28. The dosage form of claim 1, wherein said active ingredient is generally water insoluble.

29. A method of making an orally dissolvable/disintegrable lyophilized dosage for direct oral dosing form comprising the steps of:

granulating at least one active ingredient and at least one protective granulation binder to produce a protected granulate;

mixing said protected granulate with a matrix and a lyophilization solvent to form a blend; and

lyophilizing said blend to form a dosage form.

30. The method of claim 29, further comprising the step of placing said blend into a portion of a container prior to lyophilization and sealing said dosage form into said container after lyophilization.

31. The method of claim 29, further comprising the step of adding an organoleptically complimentary pleasant flavor during mixing said protected granulate with a matrix to form a mixture.

32. The method of claim 31, wherein said flavor is selected from the group consisting of fruit punch, orange, banana, cherry, mint, bubble gum, grape, paradise punch, peach, mango, and combinations thereof.

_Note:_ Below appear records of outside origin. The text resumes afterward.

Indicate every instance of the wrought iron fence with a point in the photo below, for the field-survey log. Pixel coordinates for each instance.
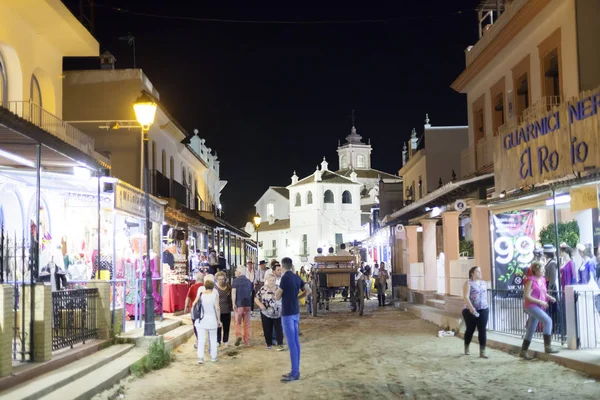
(587, 319)
(15, 267)
(74, 317)
(507, 315)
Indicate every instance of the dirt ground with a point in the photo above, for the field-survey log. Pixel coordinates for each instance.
(386, 354)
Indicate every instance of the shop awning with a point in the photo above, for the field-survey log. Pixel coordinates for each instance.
(448, 193)
(19, 137)
(217, 222)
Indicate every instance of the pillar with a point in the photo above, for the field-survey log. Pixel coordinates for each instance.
(412, 257)
(451, 242)
(6, 329)
(429, 253)
(481, 240)
(103, 320)
(42, 322)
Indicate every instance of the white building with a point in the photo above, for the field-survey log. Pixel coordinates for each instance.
(324, 209)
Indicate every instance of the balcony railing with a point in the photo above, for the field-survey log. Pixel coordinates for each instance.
(179, 193)
(485, 152)
(33, 113)
(160, 185)
(468, 161)
(540, 108)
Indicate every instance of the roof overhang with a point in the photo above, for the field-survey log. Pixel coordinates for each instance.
(446, 194)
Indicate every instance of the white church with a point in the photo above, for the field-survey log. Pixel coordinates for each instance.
(324, 209)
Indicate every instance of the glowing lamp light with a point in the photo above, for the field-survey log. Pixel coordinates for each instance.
(256, 220)
(565, 199)
(145, 110)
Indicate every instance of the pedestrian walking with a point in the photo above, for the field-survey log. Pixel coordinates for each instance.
(475, 312)
(270, 312)
(241, 296)
(380, 283)
(209, 321)
(289, 291)
(535, 302)
(191, 296)
(225, 306)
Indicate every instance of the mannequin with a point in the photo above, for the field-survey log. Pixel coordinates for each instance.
(568, 274)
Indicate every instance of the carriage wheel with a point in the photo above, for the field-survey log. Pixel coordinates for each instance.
(361, 297)
(315, 295)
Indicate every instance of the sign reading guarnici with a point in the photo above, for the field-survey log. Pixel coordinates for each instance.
(551, 145)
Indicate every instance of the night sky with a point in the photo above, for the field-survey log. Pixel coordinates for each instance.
(274, 98)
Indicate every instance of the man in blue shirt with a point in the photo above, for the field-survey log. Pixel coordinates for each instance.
(291, 288)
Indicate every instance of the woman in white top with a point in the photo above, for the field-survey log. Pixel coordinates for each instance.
(210, 322)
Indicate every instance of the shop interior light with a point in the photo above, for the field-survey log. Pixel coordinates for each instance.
(16, 158)
(564, 199)
(81, 173)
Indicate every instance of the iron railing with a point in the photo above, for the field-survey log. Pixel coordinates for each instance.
(74, 317)
(16, 262)
(507, 315)
(587, 319)
(35, 114)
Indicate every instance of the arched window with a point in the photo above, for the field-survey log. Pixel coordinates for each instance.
(3, 82)
(154, 166)
(270, 210)
(346, 197)
(361, 161)
(309, 198)
(344, 163)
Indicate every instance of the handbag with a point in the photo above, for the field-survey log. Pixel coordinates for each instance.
(198, 310)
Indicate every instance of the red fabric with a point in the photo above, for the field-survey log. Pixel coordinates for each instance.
(174, 297)
(193, 292)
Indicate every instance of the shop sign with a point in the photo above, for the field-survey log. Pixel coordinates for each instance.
(550, 144)
(584, 198)
(514, 241)
(134, 202)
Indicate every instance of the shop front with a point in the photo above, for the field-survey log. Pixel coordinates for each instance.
(546, 208)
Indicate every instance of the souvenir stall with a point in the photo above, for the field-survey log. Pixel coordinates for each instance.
(130, 251)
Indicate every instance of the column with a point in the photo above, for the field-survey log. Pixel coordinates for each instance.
(6, 329)
(103, 323)
(481, 240)
(451, 243)
(42, 323)
(429, 254)
(414, 273)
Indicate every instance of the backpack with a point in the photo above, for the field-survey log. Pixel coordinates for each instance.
(198, 310)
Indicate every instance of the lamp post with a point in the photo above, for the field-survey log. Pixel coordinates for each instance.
(256, 221)
(145, 110)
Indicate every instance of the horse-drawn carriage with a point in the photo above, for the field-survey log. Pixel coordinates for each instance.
(332, 274)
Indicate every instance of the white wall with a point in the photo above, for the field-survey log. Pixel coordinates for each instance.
(558, 14)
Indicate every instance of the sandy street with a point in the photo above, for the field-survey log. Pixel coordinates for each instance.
(386, 354)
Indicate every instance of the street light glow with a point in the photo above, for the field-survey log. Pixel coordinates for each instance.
(145, 111)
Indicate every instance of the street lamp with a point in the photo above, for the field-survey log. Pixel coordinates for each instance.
(145, 110)
(256, 221)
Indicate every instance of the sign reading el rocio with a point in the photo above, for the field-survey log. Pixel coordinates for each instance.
(550, 145)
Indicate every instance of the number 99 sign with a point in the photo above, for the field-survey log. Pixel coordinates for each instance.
(504, 248)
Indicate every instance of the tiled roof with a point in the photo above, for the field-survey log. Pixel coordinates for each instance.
(282, 191)
(275, 226)
(368, 174)
(327, 177)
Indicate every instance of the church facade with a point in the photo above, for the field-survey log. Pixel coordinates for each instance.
(325, 209)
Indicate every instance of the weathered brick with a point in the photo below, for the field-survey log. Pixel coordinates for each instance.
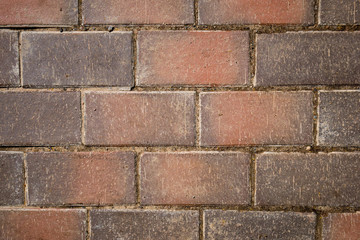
(256, 12)
(138, 12)
(296, 179)
(11, 178)
(40, 118)
(30, 224)
(221, 224)
(144, 224)
(139, 118)
(339, 115)
(193, 58)
(253, 118)
(38, 12)
(195, 178)
(308, 58)
(77, 59)
(81, 178)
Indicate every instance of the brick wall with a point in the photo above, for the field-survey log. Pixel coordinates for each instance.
(181, 119)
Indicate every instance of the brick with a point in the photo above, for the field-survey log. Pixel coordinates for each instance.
(77, 59)
(139, 118)
(256, 12)
(308, 58)
(11, 178)
(99, 178)
(221, 224)
(30, 224)
(195, 178)
(144, 224)
(138, 12)
(296, 179)
(339, 115)
(193, 58)
(38, 12)
(40, 118)
(255, 118)
(341, 226)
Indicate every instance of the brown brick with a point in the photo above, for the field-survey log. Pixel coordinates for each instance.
(339, 115)
(39, 118)
(11, 178)
(138, 12)
(256, 118)
(308, 58)
(139, 118)
(81, 178)
(221, 224)
(38, 12)
(77, 59)
(193, 58)
(256, 12)
(144, 224)
(195, 178)
(308, 179)
(31, 224)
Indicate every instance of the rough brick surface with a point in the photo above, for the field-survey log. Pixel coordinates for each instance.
(254, 118)
(77, 59)
(296, 179)
(145, 224)
(221, 224)
(308, 58)
(195, 178)
(142, 118)
(193, 58)
(39, 118)
(30, 224)
(339, 115)
(256, 12)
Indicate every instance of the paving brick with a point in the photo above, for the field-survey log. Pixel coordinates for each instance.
(144, 224)
(139, 118)
(101, 178)
(308, 58)
(296, 179)
(30, 224)
(256, 12)
(221, 224)
(39, 118)
(256, 118)
(339, 115)
(193, 58)
(77, 59)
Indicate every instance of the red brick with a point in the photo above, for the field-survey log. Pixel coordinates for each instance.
(256, 12)
(193, 58)
(139, 118)
(256, 118)
(100, 178)
(195, 178)
(138, 12)
(30, 224)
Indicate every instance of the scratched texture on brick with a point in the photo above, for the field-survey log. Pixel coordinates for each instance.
(144, 224)
(308, 58)
(31, 224)
(40, 118)
(195, 178)
(81, 178)
(296, 179)
(221, 224)
(193, 58)
(252, 118)
(339, 114)
(77, 59)
(142, 118)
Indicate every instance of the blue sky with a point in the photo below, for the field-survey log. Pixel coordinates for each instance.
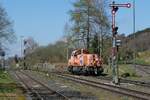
(44, 20)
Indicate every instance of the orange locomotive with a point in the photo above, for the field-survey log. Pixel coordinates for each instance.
(82, 62)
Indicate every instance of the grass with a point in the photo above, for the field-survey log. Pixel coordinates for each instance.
(143, 58)
(5, 78)
(124, 71)
(8, 88)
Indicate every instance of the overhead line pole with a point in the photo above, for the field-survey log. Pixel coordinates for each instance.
(134, 33)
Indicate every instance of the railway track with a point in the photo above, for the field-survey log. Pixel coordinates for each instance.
(122, 80)
(124, 91)
(37, 90)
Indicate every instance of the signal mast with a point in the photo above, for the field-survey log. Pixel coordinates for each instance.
(115, 43)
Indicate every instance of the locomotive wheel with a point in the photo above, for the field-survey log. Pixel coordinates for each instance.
(99, 71)
(70, 69)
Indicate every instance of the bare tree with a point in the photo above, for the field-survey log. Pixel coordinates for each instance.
(6, 28)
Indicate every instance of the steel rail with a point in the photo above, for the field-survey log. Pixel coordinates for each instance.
(45, 86)
(113, 88)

33. A method of treating a patient comprising the steps of:

placing an orally dissolvable/disintegrable lyophilized dosage form of claim 1 into the mouth of a patient in need of treatment;

allowing said dosage form to disintegrate/dissolve sufficiently in the mouth of a patient to form a solution, suspension or slurry; and

swallowing said solution suspension or slurry.